Dear Mark: All Things Sweet (Plus Cheese and Gut Health)

This week instead of focusing on one reader question and giving a lengthy, detailed response I thought I’d change it up a bit by publicly addressing a number of reader questions with quick responses and links to archived posts. Let me know if you like the format. That is, do you prefer an in-depth analysis of a single reader’s question as per most of my “Dear Mark” posts or would you rather see more questions answered in a succinct, to-the-point manner? Give me your feedback and I’ll handle “Dear Mark” posts accordingly. More than likely I’ll do a good mix of both in the future. Thanks, everyone!

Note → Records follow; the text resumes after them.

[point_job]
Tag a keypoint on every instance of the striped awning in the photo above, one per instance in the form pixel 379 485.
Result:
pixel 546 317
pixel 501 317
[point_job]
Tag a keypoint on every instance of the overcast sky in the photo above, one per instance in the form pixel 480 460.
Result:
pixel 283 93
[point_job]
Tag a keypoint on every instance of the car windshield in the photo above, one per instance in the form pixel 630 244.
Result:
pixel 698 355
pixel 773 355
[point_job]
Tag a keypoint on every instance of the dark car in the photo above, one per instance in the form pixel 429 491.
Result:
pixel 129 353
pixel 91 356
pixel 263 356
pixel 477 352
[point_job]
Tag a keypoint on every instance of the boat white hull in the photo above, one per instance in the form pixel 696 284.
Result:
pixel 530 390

Sweet Potato, Sweet Fruit, Sweet Juice

Sweet Potatoes

Mark – Thanks for the great blog!

1. What is your opinion of sweet potatoes? Are they OK in moderation? Do they have any bad properties – Can I eat as many as I want? I have eliminated sugars/potatoes/breads/rice/grains/dairy etc. from my diet but I really miss a “starch” at dinner. I’d like to add some sweet potatoes with my steamed asparagus and grilled chicken for dinner.

2. Are there any fruits I should watch out for? I have eliminated the high-sugar ones – mangoes, pineapple, etc. are there any other ones I should nix? I like Apples, Blueberries, and Oranges (no juice). How about bananas and plantains?

3. Any opinion on “Vedge” juice by Bolthouse Farms?



Yams and sweet potatoes are decent natural carb sources. They are OK in moderation, which I would say is no more than one every 2 days.

As for fruits, use your “fullness” as a guide. There aren’t really any I’d say to avoid…just know that they are carbs and they do have sugar. But even 3 or 4 servings a day doesn’t add up to that much (compared to pasta, cereal, bread, etc) Plantains and bananas are fine in moderation, too.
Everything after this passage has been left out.